As a high school humanities teacher in Durango, I’m intimately aware of the role adults play in inspiring the values and character of our youths. As role models in our communities, it’s our responsibility to lead by example and work together with respect and kindness, despite our differences, so the young people in our lives might do the same. That is why I’m thrilled to see that our community-supported Hermosa Creek bill has passed through Congress and will soon become law. Hermosa Creek is a stunning place worthy of protection in its own right, but it’s the process by which we’ve protected it that has been most impressive to me.

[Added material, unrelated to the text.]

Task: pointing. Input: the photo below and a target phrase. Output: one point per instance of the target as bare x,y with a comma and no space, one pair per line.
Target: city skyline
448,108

Broad support from a diverse group of local stakeholders, bipartisan leadership in Congress and perseverance is how we turned six years of negotiations and a community-supported bill into law. Without any one of these components, permanent protections for the area wouldn’t have been possible. What a great story to be able to share with students here in the Southwest – that when we put forth the effort to work together, find common ground rooted in shared values and work diligently toward a goal, we can be drivers of truly positive change in our community.
As we aim to inspire a new generation of Coloradans to care for our land and for each other, we must remember to share with them successes like Hermosa Creek, which demonstrate the value of collaboration and how by working together, we can triumph over difficulties like partisanship and political difference. On that note, I’d like to thank the countless people in our region who worked together to protect our beautiful backyard, and did so with respect for each other and our town. I’d also like to thank and congratulate Rep. Scott Tipton and Sen. Michael Bennet for their leadership on Hermosa Creek and for supporting our community consensus.